Now let’s explore whether smartwatches can effectively track sleep and detect sleep apnea.
How Smartwatches Track Sleep
Contrary to popular belief, smartwatches like Apple Watch, Fitbit, or Garmin do not directly detect when you’re asleep. These devices make an educated guess using a process called actigraphy.
Most wearables incorporate an accelerometer, which tracks movement. The sleep app compares your movement patterns with data on typical sleep movements and uses a complex algorithm to estimate your sleep duration, phases, and quality.
However, actigraphy alone struggles to differentiate between sleep and wakefulness, and it can be misled by individuals who remain very still during sleep. For instance, a study found that wrist actigraphy overestimated total sleep time by more than 22 minutes.
So, what about the smartwatches that also track heart rhythm, blood oxygen levels, and respiratory rate? Are they more accurate at detecting sleep apnea? Let’s examine some specific devices.
Can Fitbit Detect Sleep Apnea?
Newer Fitbit models provide data on various health signals associated with sleep disorders, but they cannot diagnose sleep apnea. Fitbit is categorized as a “wellness device” rather than a medical device, and it is not regulated by the FDA. Therefore, it cannot claim to detect, diagnose, treat, or prevent any diseases or conditions.

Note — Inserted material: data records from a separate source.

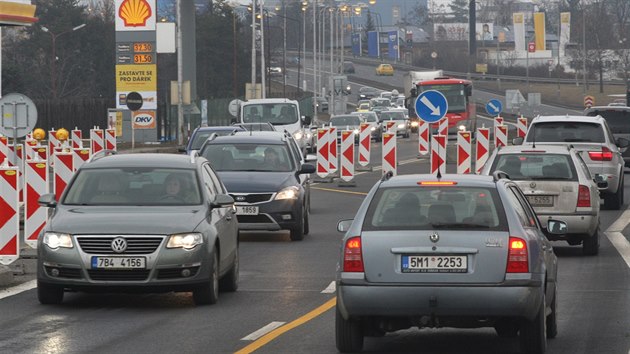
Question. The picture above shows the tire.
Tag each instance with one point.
(208, 294)
(229, 282)
(348, 334)
(533, 334)
(49, 294)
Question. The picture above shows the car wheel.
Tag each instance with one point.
(348, 334)
(533, 334)
(229, 282)
(49, 294)
(208, 293)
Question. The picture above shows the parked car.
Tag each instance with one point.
(558, 185)
(590, 136)
(267, 176)
(462, 251)
(618, 120)
(385, 69)
(140, 222)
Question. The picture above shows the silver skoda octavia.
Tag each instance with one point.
(456, 251)
(140, 222)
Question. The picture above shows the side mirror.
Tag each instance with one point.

While Fitbit can report on variations in blood oxygen levels (SpO2), it does not provide the actual readings of those changes. To detect sleep apnea, Fitbit would need to undergo rigorous and expensive clinical trials to obtain FDA approval.
Nevertheless, Fitbit’s built-in pulse
oximeter and accelerometer can offer wearers valuable data. If you experience changes in heart rate, respiratory rate, blood oxygen, sleep quality, or frequent awakenings during the night, it is advisable to discuss these symptoms with your doctor. They could be indications of obstructive sleep apnea (OSA) or another significant health condition.

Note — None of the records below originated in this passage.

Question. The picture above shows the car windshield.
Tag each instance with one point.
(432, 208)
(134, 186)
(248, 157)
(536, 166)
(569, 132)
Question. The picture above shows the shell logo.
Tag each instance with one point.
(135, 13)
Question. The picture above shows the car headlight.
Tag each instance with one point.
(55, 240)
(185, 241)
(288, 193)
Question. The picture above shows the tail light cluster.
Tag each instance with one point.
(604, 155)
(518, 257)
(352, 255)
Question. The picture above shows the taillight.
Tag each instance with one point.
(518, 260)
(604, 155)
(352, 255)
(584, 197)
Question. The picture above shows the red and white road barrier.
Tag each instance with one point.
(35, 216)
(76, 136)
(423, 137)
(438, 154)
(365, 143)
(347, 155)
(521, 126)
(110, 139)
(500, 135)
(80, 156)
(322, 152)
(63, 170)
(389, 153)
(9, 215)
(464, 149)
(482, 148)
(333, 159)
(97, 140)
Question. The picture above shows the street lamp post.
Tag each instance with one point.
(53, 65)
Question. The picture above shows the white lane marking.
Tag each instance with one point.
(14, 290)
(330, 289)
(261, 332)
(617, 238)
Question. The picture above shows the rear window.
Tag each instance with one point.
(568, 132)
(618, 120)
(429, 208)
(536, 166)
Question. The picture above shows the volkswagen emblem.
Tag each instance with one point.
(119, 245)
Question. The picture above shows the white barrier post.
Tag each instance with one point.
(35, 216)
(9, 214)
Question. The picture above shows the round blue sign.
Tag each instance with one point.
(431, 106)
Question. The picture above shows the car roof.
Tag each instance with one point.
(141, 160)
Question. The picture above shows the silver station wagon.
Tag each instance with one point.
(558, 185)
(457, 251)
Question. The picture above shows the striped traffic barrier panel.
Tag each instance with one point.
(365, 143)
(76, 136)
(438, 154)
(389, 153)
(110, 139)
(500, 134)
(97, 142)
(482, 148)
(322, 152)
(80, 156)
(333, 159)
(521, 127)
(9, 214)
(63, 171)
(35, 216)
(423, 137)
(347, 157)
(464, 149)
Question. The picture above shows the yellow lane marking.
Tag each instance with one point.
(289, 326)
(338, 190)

Can Apple Watch Detect Sleep Apnea?
Unlike Fitbit, the Apple Watch contains a heart-rate sensor that is classified as a Class II medical device. Combined with third-party health apps, the Apple Watch potentially has the ability to detect sleep apnea, although it cannot diagnose the condition.

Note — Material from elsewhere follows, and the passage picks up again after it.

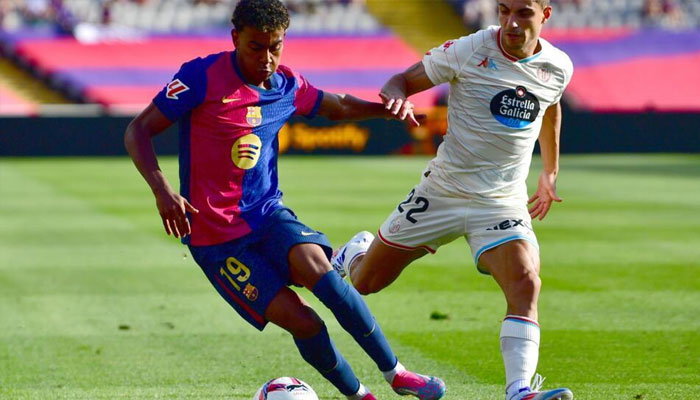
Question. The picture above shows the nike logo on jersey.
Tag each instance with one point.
(174, 88)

While the blood oxygen sensor on the Apple Watch is considered a “wellness device” and cannot claim to detect or diagnose health conditions, Apple obtained FDA clearance for the ECG features on Apple Watch Series 6 and 7.
Using the heart-rate sensor, an app called Cardiogram claims to detect atrial fibrillation, hypertension, and sleep apnea. The Cardiogram app utilizes an advanced AI called DeepHeart to analyze heart rhythm, ECG, and activity data, providing cardiovascular health insights with 82 percent accuracy compared to other wearables alone.
It is important to note the distinction between detection and diagnosis. While Cardiogram can detect the likelihood of sleep apnea, it cannot be used as a diagnostic tool for OSA.
What Happens if Sleep Apnea is Detected?
At present, even the most advanced smartwatches and fitness trackers can only detect the possibility of sleep apnea, necessitating further medical diagnosis. Only a sleep study analyzed by a board-certified clinician can diagnose obstructive sleep apnea.
Wearable devices may overestimate sleep time and sleep efficiency compared to the more sophisticated technologies available in a sleep lab. However, sleep measurements from a wristband can serve as a starting point for a discussion with a doctor about sleep-related concerns. If a doctor suspects a sleep disorder, they may order a formal sleep test, such as a sleep study.
Fortunately, advancements in technology allow for sleep studies to be conducted at home or in sleep labs.
If a sleep study confirms the presence of OSA, your doctor will likely prescribe continuous positive airway pressure (CPAP) therapy. CPAP machines provide non-invasive treatment by delivering pressurized air to prevent airway collapse during sleep.
If you suspect you or a loved one may have sleep apnea, it is crucial to consult with a doctor and schedule a sleep study.